CS 327E Class 9 November 19, 2018 Announcements What to expect - PowerPoint PPT Presentation

CS 327E Class 9 November 19, 2018

Announcements ● What to expect from the next 3 milestones (Milestones 8 - 10) ● How to get feedback on your cross-dataset queries and pipeline designs today. Sign-up sheet: https://tinyurl.com/y9fdogqk

1) How is a ParDo massively parallelized? A. The ParDo ’s DoFn is run on multiple workers and each worker processes a different split of the input elements. B. The instructions inside the ParDo ’s DoFn are split up among multiple workers and each worker runs a single instruction over all the input elements.

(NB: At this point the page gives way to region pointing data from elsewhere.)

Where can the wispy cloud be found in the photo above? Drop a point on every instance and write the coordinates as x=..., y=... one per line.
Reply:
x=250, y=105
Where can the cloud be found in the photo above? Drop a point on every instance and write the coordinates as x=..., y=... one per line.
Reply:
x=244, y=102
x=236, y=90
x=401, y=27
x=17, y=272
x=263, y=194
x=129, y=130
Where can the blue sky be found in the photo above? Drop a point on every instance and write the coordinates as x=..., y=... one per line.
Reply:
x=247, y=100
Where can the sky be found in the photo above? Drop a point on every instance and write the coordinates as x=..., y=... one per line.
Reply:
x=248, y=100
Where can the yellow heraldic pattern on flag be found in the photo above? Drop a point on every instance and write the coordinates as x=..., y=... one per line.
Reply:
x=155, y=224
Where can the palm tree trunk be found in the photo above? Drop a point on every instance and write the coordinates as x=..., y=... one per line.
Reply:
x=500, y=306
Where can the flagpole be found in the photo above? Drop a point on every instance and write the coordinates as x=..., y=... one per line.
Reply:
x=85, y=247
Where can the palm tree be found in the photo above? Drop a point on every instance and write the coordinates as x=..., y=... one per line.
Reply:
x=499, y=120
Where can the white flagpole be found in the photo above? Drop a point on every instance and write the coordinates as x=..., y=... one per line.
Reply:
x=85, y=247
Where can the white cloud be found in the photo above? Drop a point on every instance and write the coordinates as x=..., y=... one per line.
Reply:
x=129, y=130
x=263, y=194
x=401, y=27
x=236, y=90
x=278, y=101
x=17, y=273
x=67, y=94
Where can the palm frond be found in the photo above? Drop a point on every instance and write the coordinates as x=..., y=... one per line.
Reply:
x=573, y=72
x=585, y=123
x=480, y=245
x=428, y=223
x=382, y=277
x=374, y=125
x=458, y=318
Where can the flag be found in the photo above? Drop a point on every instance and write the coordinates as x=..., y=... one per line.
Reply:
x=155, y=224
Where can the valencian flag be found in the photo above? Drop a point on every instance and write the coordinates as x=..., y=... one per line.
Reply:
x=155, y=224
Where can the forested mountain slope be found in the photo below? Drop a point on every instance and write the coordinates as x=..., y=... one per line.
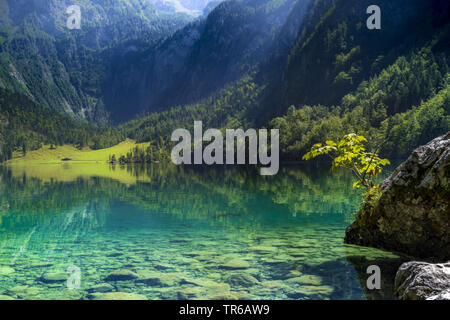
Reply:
x=388, y=87
x=64, y=69
x=197, y=60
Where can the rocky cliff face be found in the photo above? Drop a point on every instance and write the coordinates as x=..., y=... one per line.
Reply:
x=413, y=213
x=420, y=281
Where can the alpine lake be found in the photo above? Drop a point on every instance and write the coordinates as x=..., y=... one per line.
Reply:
x=160, y=231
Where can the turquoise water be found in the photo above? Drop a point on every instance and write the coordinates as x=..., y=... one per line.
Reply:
x=166, y=232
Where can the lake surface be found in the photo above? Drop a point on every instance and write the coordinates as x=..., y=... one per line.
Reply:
x=167, y=232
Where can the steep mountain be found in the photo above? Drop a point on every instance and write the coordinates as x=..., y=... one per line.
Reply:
x=334, y=76
x=197, y=60
x=334, y=51
x=64, y=69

2) If a ParDo is processing a PCollection of 100 elements, what is the maximum parallelism that could be obtained for this pipeline? A. 50 B. 100 C. 200 D. None of the above

3) If a PCollection of 100 elements is divided into 10 bundles by the runner and each bundle is run on a different worker, what is the actual parallelism of this pipeline? A. 50 B. 100 C. 200 D. None of the above

4) In a pipeline that consists of a sequence of ParDos 1- n , how can the runner execute the transforms on multiple workers while minimizing the communication costs between the workers? A. Alter the bundling of elements between each ParDo such that an element produced by ParDo1 on worker A gets consumed by ParDo2 on worker B. B. Maintain the bundling of elements between the ParDos such that an element that is produced by ParDo1 on worker A gets consumed by ParDo2 on worker A. C. Split up the workers into n groups and run each ParDo on a different group of workers. D. Split up the ParDos into their own pipelines as it is not possible to reduce the communication costs when multiple transforms exist in the same pipeline.

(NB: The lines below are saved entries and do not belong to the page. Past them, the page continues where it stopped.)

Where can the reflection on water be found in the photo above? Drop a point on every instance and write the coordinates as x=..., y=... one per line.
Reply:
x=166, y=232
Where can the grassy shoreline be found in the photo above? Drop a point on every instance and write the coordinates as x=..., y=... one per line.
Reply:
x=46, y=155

5) What happens when a ParDo fails to process an element? A. The processing of the failed element is restarted on the same worker. B. The processing of the failed element is restarted on a different worker. C. The processing of all the bundle is restarted on either the same worker or a different worker. D. The processing of the entire PCollection is restarted on either the same worker or a different worker.

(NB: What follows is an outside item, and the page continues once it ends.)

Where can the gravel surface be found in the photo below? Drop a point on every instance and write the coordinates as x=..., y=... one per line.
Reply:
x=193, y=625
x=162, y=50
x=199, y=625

Case Study Analysis Questions: ● Are young technology companies as likely to sponsor H1B workers as more established companies? ● How does the compensation of H1B workers compare to the average earnings of domestic workers who are performing the same role and living in same geo region? Datasets: ● H1B applications for years 2015 - 2018 (source: US Dept of Labor) ● Corporate registrations for various states (source: Secretary of States) ● Occupational Employment Survey for years 2015 - 2018 (source: Bureau of Labor Statistics) Code Repo: https://github.com/shirleycohen/h1b_analytics

Objectives Cross-Dataset Query 1: ● Join H1B’s Employer table with the Sec. of State’s Corp. Registry table on the company’s name and location. Get the age of the company from the incorporation date of the company’s registry record. Group the employers by age (0 - 5 years old, 6 - 10 years old, 11 - 20 years old, etc.) and see how many younger tech companies sponsor H1B workers. ● Technical challenges: 1) matching employers within the H1B dataset due to inconsistent spellings of the company’s name and 2) matching employers across H1B and Corporate Registry datasets due to inconsistent spellings of the company’s name and address.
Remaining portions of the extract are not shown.